Der Müll wird jedoch weiterhin abgeholt. Sogar angemeldeter Sperrmüll darf bereitgestellt werden.

Beruhigende Nachrichten: Zwar werden Wertstoffhöfe geschlossen. Der Müll jeglicher Art wird aber weiterhin zu den genannten Zeiten abgeholt.
Beruhigende Nachrichten: Zwar werden Wertstoffhöfe geschlossen. Der Müll jeglicher Art wird aber weiterhin zu den genannten Zeiten abgeholt. ©  Foto: Sebastian Schultz

Landkreis. Beruhigende Nachrichten gibt es dieser Tage vom Zweckverband Abfallwirtschaft Oberes Elbtal (ZAOE). Denn allen Veränderungen im täglichen Leben zum Trotz, werde auch weiterhin der Müll abgeholt. Um die öffentliche Abfuhr im Landkreis Meißen abzusichern - also das Einsammeln von Rest- und Bioabfall - habe man rechtzeitig Heimarbeitsplätze eingerichtet, um das Risiko einer Ansteckung für die Angestellten zu minimieren. 

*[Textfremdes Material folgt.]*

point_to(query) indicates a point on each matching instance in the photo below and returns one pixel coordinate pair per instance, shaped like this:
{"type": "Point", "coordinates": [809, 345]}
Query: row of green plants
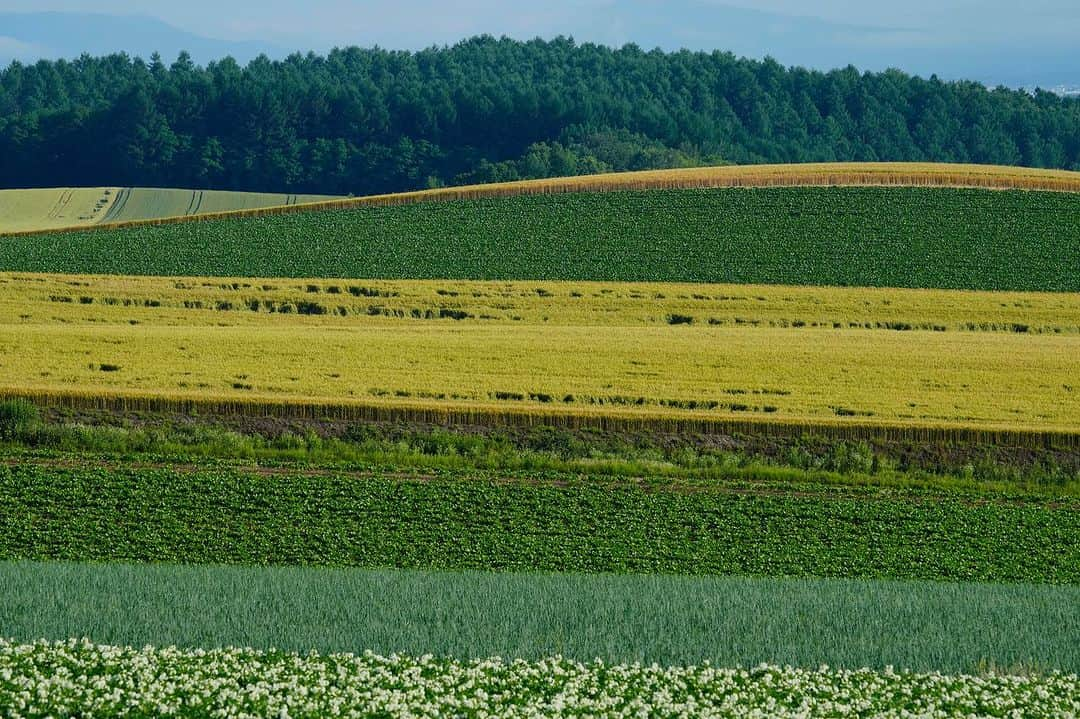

Wie ZAOE-Sprecherin Ilka Knigge betont, würden dadurch die Kontakte untereinander minimiert und der Geschäftsbetrieb aufrechterhalten. Regelmäßig fänden Absprachen mit den beauftragten Entsorgern statt, um auf sich ändernde Situationen zeitnah reagieren zu können.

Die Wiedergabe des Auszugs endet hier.